Next time, check your email, Andrew!
House Republicans on Thursday provided The Post with a copy of an email sent last week to former Gov. Andrew Cuomo’s attorney asking him to appear at a Wednesday hearing on New York’s nursing home deaths scandal — casting doubt on his spokesman’s claim it got lost by the Postal Service.
House Oversight Committee staffer Ashlee Vinyard emailed Cuomo lawyer Rita Glavin on Sept. 16 directing her to “the attached invitation to Mr. Cuomo,” which the panel’s GOP majority also tweeted. Vinyard asked Glavin to “acknowledge receipt,” but she did not.
House Minority Whip Steve Scalise (R-La.), the top Republican on the House Select Subcommittee on the Coronavirus Crisis, and Rep. Elise Stefanik (R-NY) slammed Cuomo’s absence Wednesday, vowing to force his testimony with a subpoena next year if Republicans retake the House.
But Cuomo spokesman Rich Azzopardi told The Post on Wednesday that the invitation never arrived.
“Scalise should learn to use [the] Postal Service because we never received the letter,” Azzopardi said.
Glavin and Azzopardi did not immediately respond to The Post’s inquiries on the email evidence supplied by the Republicans on the committee.
Scalise tore into Cuomo’s excuse in a statement to The Post, saying that Cuomo “continues to distort the facts and shift blame as he tries to cover up the truth about his deadly order sending COVID-positive patients into nursing homes.”
“We sent his lawyer an electronic invitation to appear before the subcommittee, but the former governor continues to block transparency and stonewall congressional oversight,” Scalise said.
“Additionally, we’ve called on Cuomo multiple times to provide information and data about his deadly ‘must admit’ order, but to date he continues covering up the truth. Americans deserve transparency and accountability, and the thousands of family members who lost loved ones deserve answers from the man who gave the deadly order forcing COVID-positive patients back into nursing homes.”
Scalise added that “when Republicans take back the House and have subpoena powers, Cuomo won’t be able to hide any longer from the accountability and transparency of congressional oversight.”
Stefanik, meanwhile, said she considered Cuomo’s successor and former lieutenant governor, Kathy Hochul, “complicit” in the nursing home deaths.
“Since Gov. Cuomo has been forced to resign, Kathy Hochul, who was the sitting lieutenant governor, promised to fight for transparency. She lied when she said that,” Stefanik said during the Wednesday hearing.
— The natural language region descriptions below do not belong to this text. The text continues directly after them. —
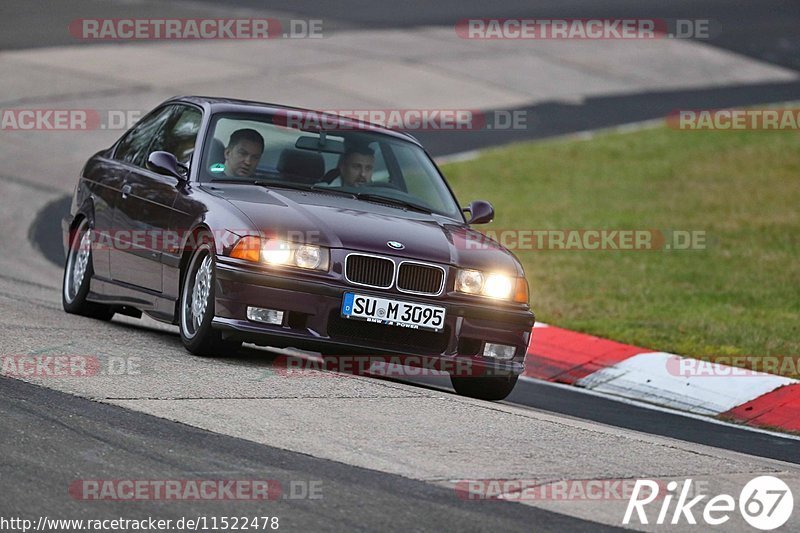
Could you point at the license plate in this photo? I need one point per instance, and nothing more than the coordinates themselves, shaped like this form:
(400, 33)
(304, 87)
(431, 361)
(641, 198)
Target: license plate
(392, 312)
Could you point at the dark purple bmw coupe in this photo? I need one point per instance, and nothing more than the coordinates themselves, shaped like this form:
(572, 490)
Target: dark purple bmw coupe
(248, 222)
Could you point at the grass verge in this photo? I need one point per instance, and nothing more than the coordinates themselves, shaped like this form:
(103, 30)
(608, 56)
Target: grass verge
(739, 295)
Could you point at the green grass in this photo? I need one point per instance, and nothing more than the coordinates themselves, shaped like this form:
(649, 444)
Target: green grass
(739, 296)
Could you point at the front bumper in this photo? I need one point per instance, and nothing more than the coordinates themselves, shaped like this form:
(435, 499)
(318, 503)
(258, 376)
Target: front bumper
(311, 304)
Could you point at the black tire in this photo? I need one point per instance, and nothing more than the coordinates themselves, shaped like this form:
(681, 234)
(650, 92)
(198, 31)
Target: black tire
(198, 336)
(78, 273)
(493, 388)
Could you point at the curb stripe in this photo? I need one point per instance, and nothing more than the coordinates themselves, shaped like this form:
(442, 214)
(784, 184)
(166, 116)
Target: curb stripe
(565, 356)
(779, 408)
(655, 378)
(609, 367)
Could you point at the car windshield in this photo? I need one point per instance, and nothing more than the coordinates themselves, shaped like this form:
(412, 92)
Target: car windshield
(363, 163)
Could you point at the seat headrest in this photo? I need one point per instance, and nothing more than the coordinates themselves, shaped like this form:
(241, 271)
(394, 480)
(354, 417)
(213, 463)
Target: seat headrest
(301, 165)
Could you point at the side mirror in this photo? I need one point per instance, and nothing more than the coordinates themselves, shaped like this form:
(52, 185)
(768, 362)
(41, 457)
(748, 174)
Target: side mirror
(167, 164)
(481, 212)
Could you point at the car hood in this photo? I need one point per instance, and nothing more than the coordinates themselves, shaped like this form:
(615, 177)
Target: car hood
(343, 222)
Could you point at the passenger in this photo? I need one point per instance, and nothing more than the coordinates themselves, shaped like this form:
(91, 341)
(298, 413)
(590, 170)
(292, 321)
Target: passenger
(243, 153)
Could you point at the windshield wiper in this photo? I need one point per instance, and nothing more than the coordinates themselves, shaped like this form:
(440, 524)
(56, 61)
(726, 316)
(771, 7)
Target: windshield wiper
(371, 196)
(302, 187)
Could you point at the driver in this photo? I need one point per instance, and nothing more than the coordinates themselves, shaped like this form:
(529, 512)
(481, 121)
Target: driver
(243, 153)
(355, 167)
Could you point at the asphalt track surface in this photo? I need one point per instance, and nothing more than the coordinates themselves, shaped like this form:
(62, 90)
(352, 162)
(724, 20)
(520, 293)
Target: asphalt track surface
(53, 439)
(538, 395)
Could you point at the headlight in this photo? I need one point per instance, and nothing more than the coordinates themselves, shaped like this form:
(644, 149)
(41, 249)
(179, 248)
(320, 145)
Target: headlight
(281, 253)
(469, 281)
(492, 285)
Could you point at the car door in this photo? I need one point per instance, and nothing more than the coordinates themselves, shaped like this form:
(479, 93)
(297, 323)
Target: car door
(143, 211)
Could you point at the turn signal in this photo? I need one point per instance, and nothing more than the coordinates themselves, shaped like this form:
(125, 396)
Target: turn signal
(248, 248)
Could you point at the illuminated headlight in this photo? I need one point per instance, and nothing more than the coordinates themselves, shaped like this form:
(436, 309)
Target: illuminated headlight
(276, 252)
(281, 253)
(497, 286)
(469, 281)
(492, 285)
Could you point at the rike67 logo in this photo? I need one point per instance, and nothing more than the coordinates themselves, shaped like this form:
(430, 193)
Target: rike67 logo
(765, 503)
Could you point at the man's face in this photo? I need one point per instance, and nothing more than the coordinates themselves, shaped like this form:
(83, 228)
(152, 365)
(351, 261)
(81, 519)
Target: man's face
(242, 158)
(356, 170)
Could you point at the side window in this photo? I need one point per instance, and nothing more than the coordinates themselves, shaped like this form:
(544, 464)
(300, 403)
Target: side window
(133, 148)
(179, 134)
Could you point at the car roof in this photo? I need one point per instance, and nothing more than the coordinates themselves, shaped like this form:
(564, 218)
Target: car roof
(232, 105)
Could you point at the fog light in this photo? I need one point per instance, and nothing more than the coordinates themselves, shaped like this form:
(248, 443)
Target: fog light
(267, 316)
(499, 351)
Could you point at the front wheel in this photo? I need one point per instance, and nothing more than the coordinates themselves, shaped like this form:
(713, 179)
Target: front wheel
(197, 307)
(484, 388)
(78, 274)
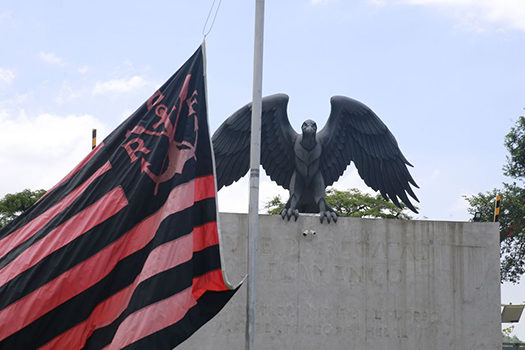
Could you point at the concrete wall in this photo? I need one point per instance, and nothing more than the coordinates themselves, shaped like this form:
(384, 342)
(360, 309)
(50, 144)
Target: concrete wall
(362, 284)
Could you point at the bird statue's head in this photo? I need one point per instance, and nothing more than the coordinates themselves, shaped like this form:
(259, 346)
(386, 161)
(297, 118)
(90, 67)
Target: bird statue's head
(309, 127)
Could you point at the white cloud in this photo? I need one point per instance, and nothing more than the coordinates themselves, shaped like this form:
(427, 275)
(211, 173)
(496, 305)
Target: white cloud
(50, 58)
(119, 85)
(321, 2)
(83, 69)
(6, 76)
(37, 151)
(5, 16)
(478, 15)
(67, 93)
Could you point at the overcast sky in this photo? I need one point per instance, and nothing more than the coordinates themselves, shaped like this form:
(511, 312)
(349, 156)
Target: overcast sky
(446, 76)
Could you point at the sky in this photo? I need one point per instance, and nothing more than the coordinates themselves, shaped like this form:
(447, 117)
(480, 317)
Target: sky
(446, 76)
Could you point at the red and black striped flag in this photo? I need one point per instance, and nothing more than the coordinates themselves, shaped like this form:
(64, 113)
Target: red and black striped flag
(123, 252)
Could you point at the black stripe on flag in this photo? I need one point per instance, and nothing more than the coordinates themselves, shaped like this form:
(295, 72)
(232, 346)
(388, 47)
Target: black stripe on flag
(133, 226)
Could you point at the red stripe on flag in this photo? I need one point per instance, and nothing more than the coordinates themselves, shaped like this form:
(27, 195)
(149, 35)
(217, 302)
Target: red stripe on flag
(152, 318)
(25, 232)
(205, 236)
(79, 278)
(107, 206)
(164, 313)
(205, 188)
(212, 280)
(77, 168)
(162, 258)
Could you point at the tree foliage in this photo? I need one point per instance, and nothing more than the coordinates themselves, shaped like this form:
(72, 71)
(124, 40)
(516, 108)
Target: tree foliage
(13, 204)
(512, 206)
(353, 203)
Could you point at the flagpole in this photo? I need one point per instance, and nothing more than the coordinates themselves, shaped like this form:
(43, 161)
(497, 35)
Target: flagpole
(255, 156)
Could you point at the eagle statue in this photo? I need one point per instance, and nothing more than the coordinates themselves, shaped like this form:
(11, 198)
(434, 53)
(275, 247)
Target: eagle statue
(306, 163)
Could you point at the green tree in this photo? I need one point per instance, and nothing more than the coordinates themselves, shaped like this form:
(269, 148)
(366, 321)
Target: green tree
(13, 204)
(352, 203)
(512, 206)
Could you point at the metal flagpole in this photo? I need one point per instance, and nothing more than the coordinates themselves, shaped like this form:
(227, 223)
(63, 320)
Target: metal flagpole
(255, 156)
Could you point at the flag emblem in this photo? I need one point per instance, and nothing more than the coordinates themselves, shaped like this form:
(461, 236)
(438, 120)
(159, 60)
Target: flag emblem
(123, 252)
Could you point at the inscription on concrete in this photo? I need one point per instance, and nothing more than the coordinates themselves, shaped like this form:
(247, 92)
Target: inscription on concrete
(362, 284)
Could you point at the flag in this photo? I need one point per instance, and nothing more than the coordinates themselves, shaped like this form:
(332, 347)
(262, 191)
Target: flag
(124, 251)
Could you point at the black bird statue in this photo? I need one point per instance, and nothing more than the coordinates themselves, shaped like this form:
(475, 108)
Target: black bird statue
(306, 163)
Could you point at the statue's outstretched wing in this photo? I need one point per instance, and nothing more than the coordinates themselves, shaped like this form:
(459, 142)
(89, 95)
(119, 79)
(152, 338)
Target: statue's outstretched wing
(231, 143)
(355, 133)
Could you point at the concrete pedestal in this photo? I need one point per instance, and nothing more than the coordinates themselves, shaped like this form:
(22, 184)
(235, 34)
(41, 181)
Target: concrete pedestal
(362, 284)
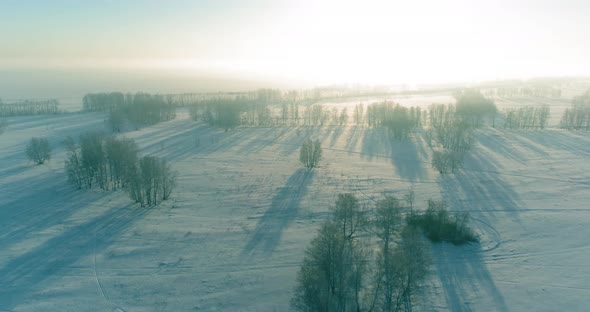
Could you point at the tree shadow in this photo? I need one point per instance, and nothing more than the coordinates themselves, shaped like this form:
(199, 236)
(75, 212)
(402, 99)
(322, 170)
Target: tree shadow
(46, 202)
(576, 143)
(354, 135)
(480, 188)
(407, 156)
(464, 277)
(496, 142)
(283, 210)
(22, 275)
(335, 135)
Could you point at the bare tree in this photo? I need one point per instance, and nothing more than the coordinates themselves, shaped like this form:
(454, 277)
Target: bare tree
(319, 281)
(310, 153)
(73, 164)
(38, 150)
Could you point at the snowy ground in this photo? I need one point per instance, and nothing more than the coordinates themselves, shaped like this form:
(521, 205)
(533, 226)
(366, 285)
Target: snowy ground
(233, 235)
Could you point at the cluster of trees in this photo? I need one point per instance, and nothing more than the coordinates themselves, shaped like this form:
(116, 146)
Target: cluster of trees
(139, 109)
(440, 226)
(341, 273)
(29, 107)
(229, 113)
(398, 120)
(112, 163)
(528, 117)
(577, 117)
(536, 91)
(38, 150)
(473, 108)
(451, 136)
(452, 128)
(310, 153)
(225, 112)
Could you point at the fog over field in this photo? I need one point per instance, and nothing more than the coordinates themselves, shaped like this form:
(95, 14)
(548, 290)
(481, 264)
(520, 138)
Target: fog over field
(278, 155)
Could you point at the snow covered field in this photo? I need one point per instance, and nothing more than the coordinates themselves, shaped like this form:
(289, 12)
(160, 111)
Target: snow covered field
(233, 234)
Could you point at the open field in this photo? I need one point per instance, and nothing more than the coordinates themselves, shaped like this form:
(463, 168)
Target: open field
(233, 234)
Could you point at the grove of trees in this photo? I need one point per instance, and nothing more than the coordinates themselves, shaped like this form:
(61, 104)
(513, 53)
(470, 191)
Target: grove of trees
(29, 107)
(341, 273)
(111, 163)
(373, 259)
(140, 109)
(528, 117)
(577, 117)
(400, 121)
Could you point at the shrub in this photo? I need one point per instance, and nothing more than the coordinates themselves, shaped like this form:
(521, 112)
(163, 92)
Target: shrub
(38, 150)
(439, 226)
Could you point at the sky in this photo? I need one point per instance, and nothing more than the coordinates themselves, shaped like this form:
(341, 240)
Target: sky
(227, 44)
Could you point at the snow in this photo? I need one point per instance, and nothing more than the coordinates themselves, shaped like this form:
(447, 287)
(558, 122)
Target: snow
(233, 234)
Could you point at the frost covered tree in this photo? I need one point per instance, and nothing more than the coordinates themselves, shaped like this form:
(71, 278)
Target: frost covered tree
(151, 181)
(73, 164)
(310, 153)
(38, 150)
(327, 279)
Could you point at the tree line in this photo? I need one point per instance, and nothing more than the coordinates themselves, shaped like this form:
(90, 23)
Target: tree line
(140, 109)
(400, 121)
(113, 163)
(372, 259)
(29, 107)
(528, 117)
(577, 116)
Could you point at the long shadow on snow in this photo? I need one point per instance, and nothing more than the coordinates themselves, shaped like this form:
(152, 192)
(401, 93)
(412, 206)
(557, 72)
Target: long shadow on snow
(406, 156)
(283, 209)
(291, 142)
(483, 194)
(480, 188)
(497, 142)
(574, 142)
(464, 275)
(45, 202)
(353, 137)
(22, 275)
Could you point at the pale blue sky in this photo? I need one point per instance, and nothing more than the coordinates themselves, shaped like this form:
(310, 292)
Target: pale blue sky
(305, 41)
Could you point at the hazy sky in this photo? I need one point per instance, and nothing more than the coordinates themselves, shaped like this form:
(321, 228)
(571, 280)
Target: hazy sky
(304, 41)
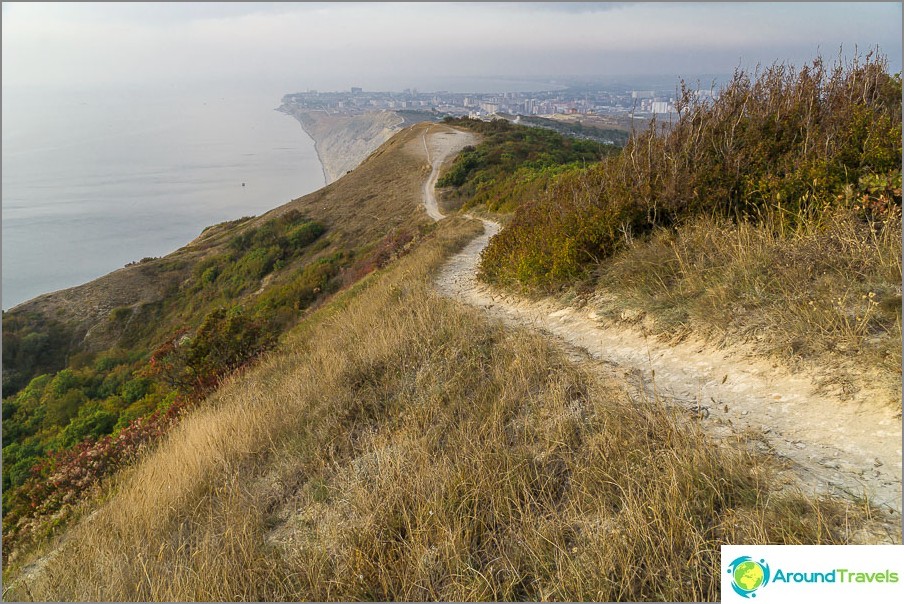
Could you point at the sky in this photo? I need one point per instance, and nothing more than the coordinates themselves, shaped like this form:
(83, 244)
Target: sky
(300, 46)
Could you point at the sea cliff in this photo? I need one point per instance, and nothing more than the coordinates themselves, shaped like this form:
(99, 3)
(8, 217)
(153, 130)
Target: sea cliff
(344, 141)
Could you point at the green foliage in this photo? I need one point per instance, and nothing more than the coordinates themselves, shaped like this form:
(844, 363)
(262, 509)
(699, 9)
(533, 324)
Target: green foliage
(227, 339)
(781, 147)
(30, 348)
(92, 421)
(513, 163)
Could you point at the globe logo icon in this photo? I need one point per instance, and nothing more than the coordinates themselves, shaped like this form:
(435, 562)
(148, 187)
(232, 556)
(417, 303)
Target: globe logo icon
(748, 575)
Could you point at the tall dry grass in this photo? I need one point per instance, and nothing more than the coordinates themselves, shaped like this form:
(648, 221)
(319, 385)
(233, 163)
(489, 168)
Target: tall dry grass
(827, 294)
(402, 447)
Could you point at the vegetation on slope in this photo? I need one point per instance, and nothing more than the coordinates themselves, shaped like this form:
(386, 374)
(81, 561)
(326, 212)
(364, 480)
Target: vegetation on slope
(784, 146)
(136, 368)
(402, 447)
(771, 215)
(578, 129)
(512, 164)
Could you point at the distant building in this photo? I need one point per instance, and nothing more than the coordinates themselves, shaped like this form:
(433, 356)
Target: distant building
(661, 107)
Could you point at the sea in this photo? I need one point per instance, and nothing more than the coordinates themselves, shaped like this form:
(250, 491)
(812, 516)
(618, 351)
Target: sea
(93, 179)
(96, 177)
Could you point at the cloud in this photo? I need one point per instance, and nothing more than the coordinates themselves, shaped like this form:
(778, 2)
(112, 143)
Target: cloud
(327, 42)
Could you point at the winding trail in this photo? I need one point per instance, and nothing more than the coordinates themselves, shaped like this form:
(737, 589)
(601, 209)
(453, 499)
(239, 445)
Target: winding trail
(848, 448)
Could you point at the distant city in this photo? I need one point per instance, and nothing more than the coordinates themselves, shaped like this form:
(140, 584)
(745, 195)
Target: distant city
(570, 101)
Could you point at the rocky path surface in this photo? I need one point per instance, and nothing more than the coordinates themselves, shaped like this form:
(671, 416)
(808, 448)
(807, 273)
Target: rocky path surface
(849, 448)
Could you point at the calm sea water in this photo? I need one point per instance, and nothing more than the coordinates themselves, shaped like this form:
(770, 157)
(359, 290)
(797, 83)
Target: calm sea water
(95, 179)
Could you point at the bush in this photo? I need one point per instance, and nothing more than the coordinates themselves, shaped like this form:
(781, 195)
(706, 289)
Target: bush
(781, 147)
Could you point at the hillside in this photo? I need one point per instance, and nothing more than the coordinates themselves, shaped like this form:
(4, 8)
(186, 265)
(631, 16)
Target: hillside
(342, 141)
(386, 441)
(98, 359)
(401, 446)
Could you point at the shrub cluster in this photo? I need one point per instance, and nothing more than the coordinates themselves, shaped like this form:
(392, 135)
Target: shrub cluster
(783, 144)
(513, 163)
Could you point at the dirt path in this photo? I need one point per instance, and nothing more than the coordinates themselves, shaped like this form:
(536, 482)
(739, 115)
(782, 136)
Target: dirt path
(831, 446)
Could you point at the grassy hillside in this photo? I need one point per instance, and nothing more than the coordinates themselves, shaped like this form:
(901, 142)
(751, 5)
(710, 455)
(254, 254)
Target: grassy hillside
(400, 446)
(512, 165)
(95, 373)
(771, 215)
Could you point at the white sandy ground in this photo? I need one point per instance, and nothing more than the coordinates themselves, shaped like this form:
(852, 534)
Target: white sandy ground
(439, 143)
(846, 447)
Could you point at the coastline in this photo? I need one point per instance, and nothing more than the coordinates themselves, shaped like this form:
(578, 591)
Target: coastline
(317, 146)
(342, 142)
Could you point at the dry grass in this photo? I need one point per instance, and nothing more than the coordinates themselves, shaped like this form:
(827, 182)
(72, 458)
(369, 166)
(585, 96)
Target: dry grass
(401, 447)
(827, 296)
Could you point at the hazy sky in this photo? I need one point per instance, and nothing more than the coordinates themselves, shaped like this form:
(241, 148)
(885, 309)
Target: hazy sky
(336, 45)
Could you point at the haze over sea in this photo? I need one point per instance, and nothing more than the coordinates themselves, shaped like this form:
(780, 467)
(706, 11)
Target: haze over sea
(94, 179)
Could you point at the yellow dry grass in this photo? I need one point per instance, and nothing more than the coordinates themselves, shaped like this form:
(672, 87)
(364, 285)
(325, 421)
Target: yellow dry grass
(402, 447)
(826, 297)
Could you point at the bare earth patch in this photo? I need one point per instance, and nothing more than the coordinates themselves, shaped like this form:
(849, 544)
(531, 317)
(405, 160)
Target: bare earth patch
(833, 446)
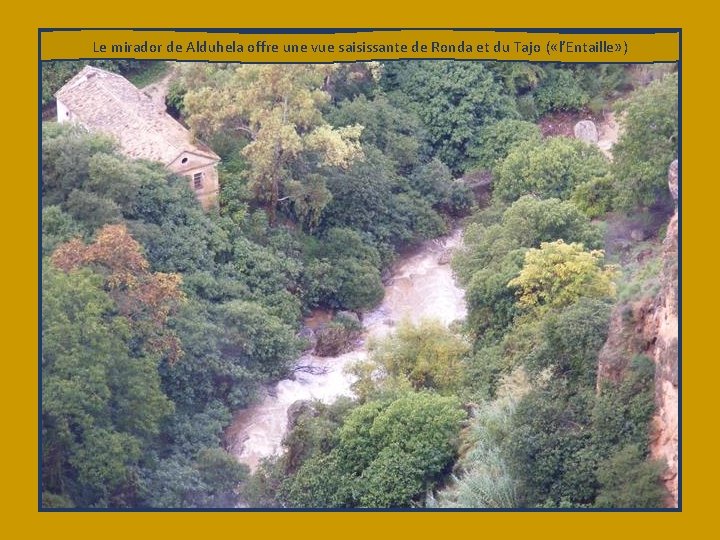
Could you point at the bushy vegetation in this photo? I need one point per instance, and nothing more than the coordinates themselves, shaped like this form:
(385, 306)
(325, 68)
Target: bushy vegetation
(159, 320)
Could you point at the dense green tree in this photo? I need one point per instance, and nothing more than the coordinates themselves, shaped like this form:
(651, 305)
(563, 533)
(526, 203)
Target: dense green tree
(277, 109)
(453, 99)
(427, 355)
(559, 91)
(496, 140)
(370, 197)
(102, 402)
(396, 132)
(387, 454)
(553, 168)
(559, 274)
(493, 255)
(435, 183)
(343, 272)
(629, 480)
“As families came forward, they tried to reach the governor and share their views, as well as nursing home workers. But what was the governor focused on?” Stefanik said. “He was focused on winning his Emmy, which has since been taken away from him, and he was focused on cooking the books, withholding the numbers, so he could get his $5.2 million book contract, which was unethical.”
At the beginning of the coronavirus pandemic, Cuomo on March 25, 2020, barred nursing homes from turning away patients “solely based on a confirmed or suspected diagnosis of COVID-19,” which the families of victims say caused the deaths of thousands of elderly residents.
Cuomo’s order, in effect for less than two months, was intended to ease hospital crowding. But critics say it instead caused unnecessary deaths as federal treatment facilities unveiled with great fanfare by then-President Donald Trump were closed due to too few patients.
The Justice Department launched investigations in 2020 into whether New York violated the federal civil rights of nursing home patients and whether facilities provided “grossly substandard care.” The FBI later probed an apparent cover-up of deaths data.
The Post revealed last year that Cuomo aide Melissa DeRosa confessed to Democratic legislators that the administration decided to conceal nursing home death statistics because “we froze” out of fear that the data would “be used against us” by prosecutors.
Federal investigations apparently were discontinued after President Biden took office and replaced Trump administration leaders at the Justice Department.
New York Attorney General Letitia James, a Democrat, last year said there were about 50 percent more nursing home patient deaths than reported by Cuomo’s administration. Her report indicated almost one-third of New York’s more than 43,000 COVID-19 deaths at the time were linked to nursing homes.
More than 13,000 New York nursing home patients may have died from the virus, according to James. The official state count acknowledged 8,711 deaths at the time. Before James released her findings, an Associated Press analysis in August 2020 found 11,000 New York nursing home residents may have died.
A book released last month by former White House adviser Jared Kushner said that Cuomo specifically mentioned his concern about nursing home safety 10 days before ordering homes to take sick patients.
Cuomo allegedly told Kushner, “For nursing homes, this could be like fire through dry grass,” before proceeding to issue the controversial order the following week.